MAVOR, JAMES, économiste, professeur et auteur, né le 8 décembre 1854 à Stranraer, Écosse, fils de James Mavor, ministre de l’Église libre et instituteur, et de Mary Ann Taylor Bridie ; le 16 janvier 1883, il épousa à Glasgow Christina Jane Gordon Watt (décédée en 1934), et ils eurent deux fils et deux filles, dont Dora* ; décédé dans la même ville le 31 octobre 1925.

Aîné des enfants survivants d’une famille nombreuse, James Mavor dut quitter très jeune la High School of Glasgow.
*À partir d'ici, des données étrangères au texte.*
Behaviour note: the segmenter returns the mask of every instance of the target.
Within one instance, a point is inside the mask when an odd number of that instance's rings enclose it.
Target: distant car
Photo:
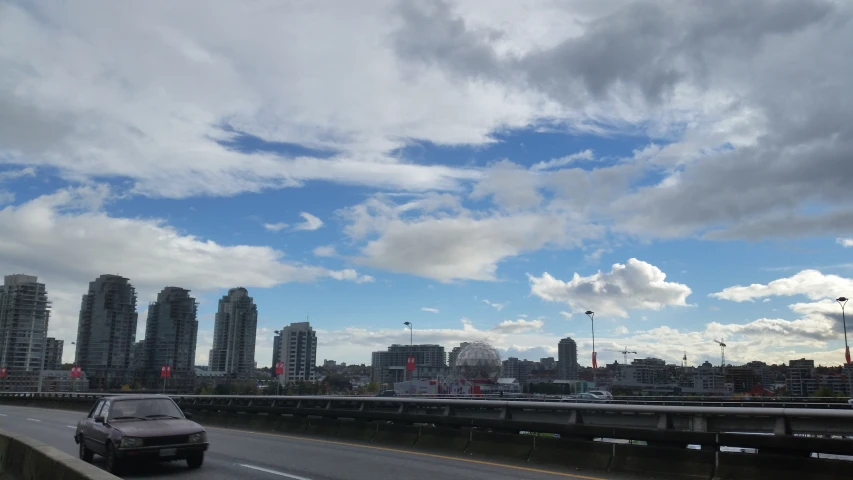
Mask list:
[[[383,390],[376,394],[377,397],[396,397],[397,392],[394,390]]]
[[[186,460],[190,468],[199,468],[208,447],[207,433],[190,418],[164,395],[104,397],[77,422],[74,441],[81,460],[91,462],[97,453],[114,474],[133,459]]]
[[[613,400],[613,394],[604,390],[590,390],[587,393],[596,400]]]

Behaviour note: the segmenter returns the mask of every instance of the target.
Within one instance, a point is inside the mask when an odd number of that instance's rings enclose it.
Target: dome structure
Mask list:
[[[501,371],[501,355],[486,342],[472,342],[459,351],[455,368],[468,380],[495,380]]]

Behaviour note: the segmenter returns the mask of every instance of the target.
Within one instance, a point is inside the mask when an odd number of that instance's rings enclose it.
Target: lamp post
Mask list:
[[[585,313],[592,322],[592,383],[595,388],[598,386],[598,361],[595,358],[595,312],[587,310]]]
[[[853,381],[851,381],[851,369],[850,369],[850,346],[847,344],[847,318],[844,315],[844,306],[847,305],[847,297],[838,297],[835,299],[839,305],[841,305],[841,325],[844,328],[844,360],[845,366],[847,367],[847,389],[850,392],[850,396],[853,397]]]
[[[413,338],[412,337],[412,335],[413,335],[412,334],[412,322],[403,322],[403,325],[409,327],[409,356],[413,357],[415,355],[415,352],[414,352],[415,347],[414,347],[414,344],[412,343],[412,338]],[[415,368],[413,370],[417,371],[417,363],[414,365],[414,367]],[[414,376],[414,375],[412,375],[412,376]]]
[[[275,330],[275,334],[281,335],[281,330]],[[283,342],[284,339],[282,338],[281,341]],[[273,343],[275,343],[275,342],[273,342]],[[278,345],[278,355],[279,355],[278,361],[281,362],[282,359],[281,359],[281,344],[280,343]],[[278,389],[279,389],[279,387],[281,387],[281,376],[278,375],[278,372],[276,372],[276,368],[277,367],[276,367],[275,363],[273,363],[273,366],[272,366],[273,370],[272,371],[276,374],[275,375],[275,394],[276,394],[276,396],[278,396],[280,394]]]

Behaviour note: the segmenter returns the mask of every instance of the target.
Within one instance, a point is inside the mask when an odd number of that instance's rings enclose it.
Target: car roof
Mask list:
[[[112,395],[112,396],[103,397],[103,398],[104,398],[104,400],[111,400],[111,401],[116,401],[116,400],[150,400],[150,399],[157,399],[157,398],[168,398],[169,400],[171,400],[171,398],[168,395],[159,395],[159,394],[158,395],[155,395],[155,394]]]

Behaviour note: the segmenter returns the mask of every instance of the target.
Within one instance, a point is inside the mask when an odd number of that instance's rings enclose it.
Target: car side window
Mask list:
[[[97,403],[95,403],[95,406],[94,406],[94,407],[92,407],[92,410],[89,412],[89,418],[95,418],[95,417],[97,417],[97,416],[98,416],[98,412],[99,412],[99,411],[101,411],[101,407],[103,407],[103,406],[104,406],[104,401],[103,401],[103,400],[98,400],[98,402],[97,402]]]
[[[109,419],[110,416],[110,402],[104,402],[104,408],[101,409],[100,415],[104,417],[104,421]]]

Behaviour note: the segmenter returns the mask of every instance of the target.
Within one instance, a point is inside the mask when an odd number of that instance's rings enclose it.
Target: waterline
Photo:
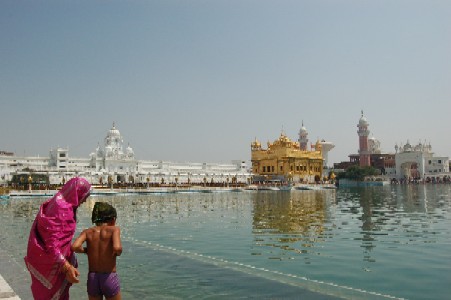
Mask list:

Placé comme apprenti dans une entreprise de produits chimiques en 1868, il se mit à suivre des cours du soir à l’Andersonian Institution. En 1874, il s’inscrivit à la University of Glasgow, où il subit l’influence du philosophe idéaliste Edward Caird, mais un accès de fièvre typhoïde l’obligea à mettre un terme à ses études en 1876, avant d’avoir obtenu un diplôme. Néanmoins, il se forgea à Glasgow une carrière d’homme d’affaires, d’enseignant, de journaliste et de réformateur social. Rédacteur en chef de l’éphémère Scottish Art Review de Glasgow puis de Londres, il appartint aussi à l’équipe d’un périodique londonien consacré en partie à la technique, Industries. De plus, il œuvra pour les pauvres au sein de la Kyrle Society et fit partie des membres fondateurs de la Glasgow Workmen’s Dwellings Company Limited, qui s’employait à fournir aux ouvriers des logements salubres à un prix abordable. Nommé en 1888 assistant en économie politique et en statistique au St Mungo’s College de Glasgow, il donna également des cours au Glasgow Athenaeum, prononça des conférences dans des classes d’éducation permanente des universités d’Édimbourg et de Glasgow, et donna des cours populaires de sciences politiques dans divers organismes. Il ne tarda pas à être reconnu comme une sommité sur la question des formes d’organisation sociale et d’organisation du travail.

En quête d’un modèle plus critique pour expliquer les effets dévastateurs de l’industrialisation et de l’urbanisation sur les pauvres de Glasgow, Mavor milita dans un certain nombre de groupes socialistes, entre autres la Fabian Society, la Social Democratic Federation et la Socialist League. Il en vint ainsi à fréquenter quelques-unes des figures les plus prestigieuses qui évoluaient dans les milieux socialistes de l’Angleterre et de l’Écosse à la fin du xixe siècle, par exemple George Bernard Shaw, Sidney et Beatrice Webb, Patrick Geddes et William Morris. Pour lui rendre hommage, Shaw donna à l’un des principaux personnages de sa pièce Candida (1898) le nom de James Mavor Morell. En définitive cependant, les tendances autoritaires des leaders socialistes et sa propre conception de l’économie, qui n’avait rien de radical, l’amenèrent à rejeter la théorie marxienne de la valeur et à nier l’efficacité d’une analyse socialiste de problèmes contemporains.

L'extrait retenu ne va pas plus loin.